- Vohánka in 2022
- Born: 11 December 1975 (age 50) Most, Czechoslovakia
- Occupations: Entrepreneur, philanthropist
- Known for: Founder and CEO of Eurowag

= Martin Vohánka =

Czech entrepreneur and philanthropist

Martin Vohánka is a Czech entrepreneur and philanthropist. He is the founder and chief executive of Eurowag, a company that provides payment, mobility and fleet-management services for commercial road transport. He founded the business in 1995 and later expanded it across Europe. In 2021, its parent company, W.A.G payment solutions, was listed on the London Stock Exchange.

Vohánka is also involved in philanthropy and initiatives supporting independent journalism, civil society and economic reform in the Czech Republic. He co-founded the BLÍŽKSOBĚ Foundation and the Independent Journalism Foundation and was among the investors who supported the establishment of the newspaper Deník N.

==Early life and career==
Vohánka was born in Most, in northern Bohemia. After completing secondary school, he began selling life insurance. He later moved into the fuel business and founded the company that became Eurowag in 1995.

Eurowag initially focused on fuel and related services for road hauliers. It later expanded into fuel cards, toll payments and other financial and mobility services. By 2016, it had become one of the larger European fuel-card providers. That year, US private-equity firm TA Associates acquired a stake of about one-third in the company.

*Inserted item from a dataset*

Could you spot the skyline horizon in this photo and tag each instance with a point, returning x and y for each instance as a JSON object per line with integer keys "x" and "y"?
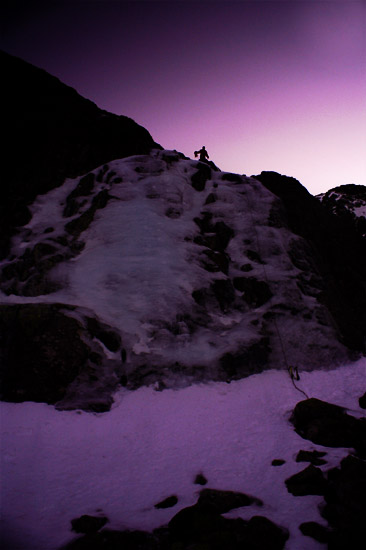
{"x": 281, "y": 87}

In the following years, Eurowag expanded both geographically and into software and fleet-management services. Vohánka promoted a strategy of connecting smaller road-transport companies through a shared digital platform.

In October 2021, W.A.G payment solutions, the company behind the Eurowag brand, completed an initial public offering in London. The listing valued the company at about £1 billion, and Vohánka remained a major shareholder. He continued as chief executive after the flotation.

During the 2020s, Eurowag sought to combine its payment, tolling, navigation and fleet-management products into a single digital platform for European road-transport companies. Bloomberg reported in 2025 that the company was also using digital services to address driver shortages and improve efficiency for smaller transport operators.

==Philanthropy and civic activities==
Alongside his business career, Vohánka became active in philanthropy. In 2016, he co-founded the BLÍŽKSOBĚ Foundation, which supports projects in civil society, education, democracy and cultural heritage. Czech media have also described him as an advocate of greater philanthropic involvement by successful entrepreneurs.

He also co-founded the Independent Journalism Foundation, which supports independent and investigative journalism in the Czech Republic. In 2018, he was among the investors who financed the establishment of the Czech daily newspaper Deník N.

Vohánka has also taken part in debates about the future of the Czech economy. He was among the founders of the Second Economic Transformation, an initiative created by Czech business figures to promote a more innovative, higher-value and sustainable economy. By 2026, he was serving as chairman of the initiative's board.

In 2026, Vohánka became the first recipient of the Philanthropic Impact Award, presented by Forbes Poland, Impact CEE and Philanthropy for Impact for philanthropic work in Central and Eastern Europe.